Why engineers can't be rational about programming languages
Scope of the debate
- Several commenters note many responses fixate on “rewrites” instead of the article’s main claim: engineers’ language choices are strongly driven by identity and emotion, then rationalized after the fact.
- Others push back on the charged title, saying they’ve seen plenty of rational, pragmatic language decisions, and that the article overgeneralizes from a few anecdotes.
How important is language choice, economically?
- The claim that “a programming language is the single most expensive choice a company makes” is widely disputed.

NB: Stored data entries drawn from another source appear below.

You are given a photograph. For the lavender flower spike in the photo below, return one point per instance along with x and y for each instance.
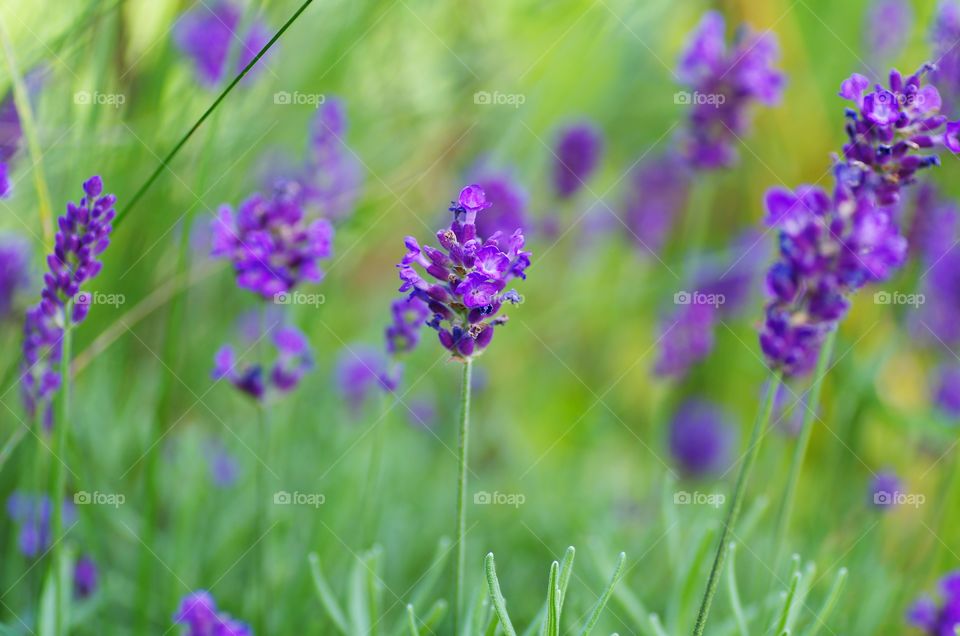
(469, 275)
(576, 157)
(725, 81)
(84, 235)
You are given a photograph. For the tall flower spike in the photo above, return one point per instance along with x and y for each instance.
(272, 243)
(83, 235)
(725, 82)
(207, 35)
(469, 277)
(576, 157)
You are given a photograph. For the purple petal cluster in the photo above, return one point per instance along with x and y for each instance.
(469, 277)
(943, 619)
(84, 233)
(408, 316)
(725, 81)
(576, 156)
(361, 371)
(945, 35)
(14, 268)
(31, 515)
(292, 359)
(198, 611)
(209, 35)
(656, 195)
(890, 132)
(701, 438)
(333, 174)
(272, 243)
(887, 27)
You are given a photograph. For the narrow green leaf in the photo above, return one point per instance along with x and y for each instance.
(499, 603)
(735, 591)
(828, 605)
(327, 599)
(602, 601)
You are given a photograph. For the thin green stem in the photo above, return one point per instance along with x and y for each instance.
(733, 512)
(122, 214)
(462, 489)
(60, 477)
(800, 451)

- Many argue leadership quality, team composition, architecture, and infrastructure decisions dwarf language choice in impact.

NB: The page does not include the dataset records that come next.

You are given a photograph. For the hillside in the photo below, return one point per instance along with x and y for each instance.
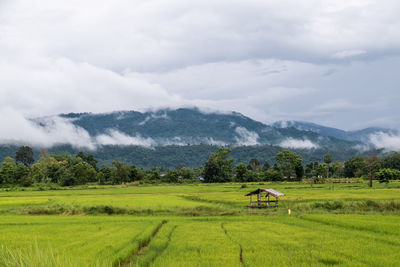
(193, 127)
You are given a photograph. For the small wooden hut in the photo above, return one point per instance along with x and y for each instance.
(260, 203)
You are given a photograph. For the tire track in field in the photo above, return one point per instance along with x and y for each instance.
(164, 247)
(233, 241)
(142, 246)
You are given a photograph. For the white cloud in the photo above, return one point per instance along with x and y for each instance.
(348, 53)
(266, 59)
(114, 137)
(246, 137)
(18, 130)
(298, 143)
(386, 141)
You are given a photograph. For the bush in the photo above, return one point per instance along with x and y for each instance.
(384, 175)
(272, 175)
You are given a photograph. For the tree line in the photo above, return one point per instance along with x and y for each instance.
(66, 169)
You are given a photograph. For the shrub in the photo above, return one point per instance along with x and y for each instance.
(384, 175)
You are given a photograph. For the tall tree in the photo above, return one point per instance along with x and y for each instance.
(25, 155)
(373, 165)
(254, 165)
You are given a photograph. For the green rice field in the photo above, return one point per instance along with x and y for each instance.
(333, 224)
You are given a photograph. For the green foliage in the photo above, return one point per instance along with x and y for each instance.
(328, 158)
(272, 175)
(386, 174)
(392, 161)
(7, 171)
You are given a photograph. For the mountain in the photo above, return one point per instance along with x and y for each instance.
(168, 138)
(192, 126)
(172, 156)
(359, 135)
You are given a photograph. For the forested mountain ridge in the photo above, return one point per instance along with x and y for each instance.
(168, 138)
(191, 126)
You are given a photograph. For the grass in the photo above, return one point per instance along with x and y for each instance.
(81, 240)
(345, 224)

- Some concede language can be costly at the extremes (e.g., dead ecosystems, very mismatched performance needs, exotic databases), but say most mainstream languages are “good enough” for typical business software.
- A minority argue tool choice can indeed make or break some projects (e.g., high‑performance DBs, real‑time systems), and treating language as interchangeable is itself bad engineering.
Rewrites and migrations
- Strong consensus: rewriting solely to change language is usually a terrible idea; only justified when the platform/ecosystem is clearly dead, fundamentally wrong for the domain, or non‑maintainable.
- Success stories exist but are treated as rare, special‑circumstance exceptions, often done incrementally.
- Many emphasize that rewrites mostly re-learn hard‑won lessons and risk years of delay.
Identity, tribalism, and cognitive bias
- Many endorse the article’s idea that language allegiance is tied to professional identity and fragile expertise; unfamiliar languages temporarily make people feel less competent.
- Others liken languages and their communities to cults with charismatic leaders, dogma, aesthetics, and “holy texts.”
- There’s discussion of Dunning–Kruger and emotional reasoning, but also criticism that the article pathologizes disagreement without rigorously proving its claims.
Who should choose, and based on what?
- Tension between:
- “Use what the team already knows” / minimize cognitive and hiring cost.
- “Pick the right tool for the job” / avoid forcing everything into one stack.
- Several note management often drives hype‑based choices (Rust, React, Rails, etc.), or imports biases from peers (“language X doesn’t scale”).
- Some stress the real failure is hiring “language technicians” instead of language‑agnostic engineers who can move across stacks and treat tools instrumentally.